玛莎端着最后一盘菜上桌“什么日子都不是,就是想做了。怎么,不想吃?”
“吃,当然吃。”罗伯特笑着举起筷子。
餐桌上的气氛和往常一样热闹。
莉莉叽叽喳喳讲着学校里的事。谁和谁吵架了,谁的新文具盒很漂亮,下周的绘画比赛她要画一只猫。玛莎时不时插话,问她作业写完没有。罗伯特慢悠悠地嚼着菜,偶尔点评几句。
伊森安静地吃着,听着,偶尔笑笑。
这样很好。
快吃完时,莉莉忽然想起什么,放下筷子。
“对了哥,我有个事儿。”
“恩?”
“我同学,艾米丽,你还记得吗?上次来咱们家玩过的那个,戴眼镜的。”
伊森想了想,隐约记得一个瘦小的女孩:“恩,记得。”
莉莉说“她好几天没来上学了。老师说她们一家去旅游了。我今天听别的同学说,她们家的旅游路线……好象和咱们上次去的那些地方,有好多重合的。”
伊森的筷子顿了一下。
“什么路线?”他问,语气很随意。
莉莉歪着头想了想:“就是……先去那个什么峡谷,然后去那个鬼镇,叫什么来着,金矿什么的,然后好象还要去一个湖边……”
金矿。
鬼镇。
伊森夹菜的动作没有停,但心里某个地方骤然收紧。
那趟公路旅行。鬼镇金矿里那些会让人昏迷的食物。还有那些潜伏在附近的、不知道还有多少的怪物。
他当时只是带着家人逃出来,没有馀力去根除那个地方。
现在,另一家人正沿着同样的路线,走向同样的危险。
伊森语气依然平静“那挺好的,旅游嘛,多看看挺好的。
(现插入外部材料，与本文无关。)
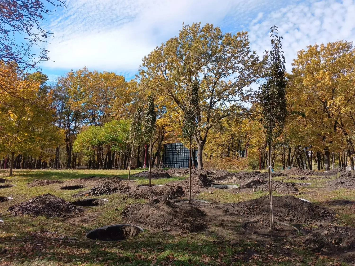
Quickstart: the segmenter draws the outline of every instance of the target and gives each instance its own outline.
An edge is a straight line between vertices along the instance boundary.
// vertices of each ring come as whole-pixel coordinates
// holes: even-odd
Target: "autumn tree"
[[[277,35],[277,27],[271,27],[271,45],[268,53],[270,72],[266,83],[260,87],[260,102],[262,120],[266,132],[268,147],[269,196],[270,206],[270,227],[274,229],[272,209],[272,187],[271,182],[271,148],[272,143],[283,130],[286,116],[285,77],[285,57],[282,51],[282,37]]]
[[[45,17],[53,14],[48,6],[65,6],[61,0],[2,0],[0,2],[0,59],[14,61],[20,68],[32,68],[49,60],[42,45],[53,34],[42,27]],[[34,48],[39,54],[34,54]]]
[[[209,131],[228,115],[229,103],[244,97],[245,89],[260,77],[263,64],[251,51],[246,32],[223,33],[211,24],[193,23],[183,25],[178,37],[144,57],[140,78],[146,89],[170,99],[179,114],[186,107],[189,88],[199,81],[197,129],[193,137],[198,167],[202,168]]]

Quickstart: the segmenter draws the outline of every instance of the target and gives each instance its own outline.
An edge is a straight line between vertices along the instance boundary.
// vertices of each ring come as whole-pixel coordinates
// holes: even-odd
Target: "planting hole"
[[[212,185],[211,186],[213,188],[222,188],[225,189],[227,188],[238,188],[239,187],[237,185],[224,185],[220,184],[215,184]]]
[[[2,196],[0,196],[0,202],[7,201],[8,200],[11,200],[12,199],[13,199],[11,197],[4,197]]]
[[[78,189],[80,188],[84,188],[84,186],[82,185],[66,185],[65,187],[62,187],[60,188],[61,189],[65,189],[66,190],[72,190],[73,189]]]
[[[74,205],[81,207],[92,207],[104,205],[109,202],[106,199],[86,199],[71,203]]]
[[[14,187],[16,185],[0,185],[0,188],[11,188],[11,187]]]
[[[114,225],[97,228],[86,234],[86,237],[102,241],[120,241],[138,235],[142,228],[132,225]]]

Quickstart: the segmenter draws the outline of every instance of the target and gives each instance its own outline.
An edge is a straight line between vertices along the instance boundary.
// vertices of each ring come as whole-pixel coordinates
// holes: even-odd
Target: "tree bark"
[[[9,175],[9,176],[12,176],[12,169],[13,168],[13,156],[15,154],[15,151],[13,151],[11,153],[11,162],[10,163],[10,173]]]

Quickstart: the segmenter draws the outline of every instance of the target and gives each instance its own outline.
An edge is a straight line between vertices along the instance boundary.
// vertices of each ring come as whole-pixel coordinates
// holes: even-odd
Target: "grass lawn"
[[[132,170],[133,174],[140,172]],[[340,265],[336,259],[315,254],[303,248],[301,243],[291,239],[257,239],[252,235],[236,237],[240,223],[214,224],[208,231],[179,234],[145,230],[133,238],[121,242],[97,242],[88,239],[86,233],[93,228],[109,225],[124,223],[121,211],[127,205],[144,203],[142,199],[128,198],[119,193],[97,197],[109,200],[104,205],[85,207],[81,215],[87,222],[73,222],[70,218],[12,216],[9,207],[42,194],[50,193],[68,201],[83,198],[72,195],[81,190],[61,190],[61,184],[28,188],[34,179],[63,181],[87,177],[128,177],[125,170],[15,170],[7,177],[8,171],[0,170],[0,177],[9,179],[7,183],[16,185],[0,189],[0,196],[13,198],[0,203],[0,265]],[[277,177],[275,179],[297,182]],[[152,179],[153,184],[163,184],[184,177]],[[143,178],[134,179],[137,184],[147,184]],[[321,190],[329,179],[316,179],[312,185],[301,187],[297,196],[321,203],[332,199],[355,200],[355,190],[345,189],[327,192]],[[299,182],[299,181],[298,182]],[[82,189],[81,190],[82,190]],[[196,198],[215,203],[237,202],[257,198],[264,193],[232,194],[224,190],[213,194],[204,192]],[[332,206],[338,215],[338,223],[355,226],[355,210],[344,206]]]

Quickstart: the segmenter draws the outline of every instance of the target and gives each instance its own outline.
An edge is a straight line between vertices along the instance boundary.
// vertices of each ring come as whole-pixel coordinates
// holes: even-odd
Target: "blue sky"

”
莉莉点点头,继续吃饭。
玛莎看了伊森一眼,眼神里带着只有母子之间才能读懂的探询。伊森对她微微摇了摇头,示意没事,晚点说。
饭后,莉莉被赶去写作业。罗伯特在客厅看新闻。玛莎收拾碗筷,伊森帮忙。
厨房里,水龙头哗哗地流着。
玛莎压低声音:“那个鬼镇……是不是有问题?”
伊森沉默了两秒。
“有。我上次没能彻底解决。”
玛莎的手停了一下,然后继续洗碗。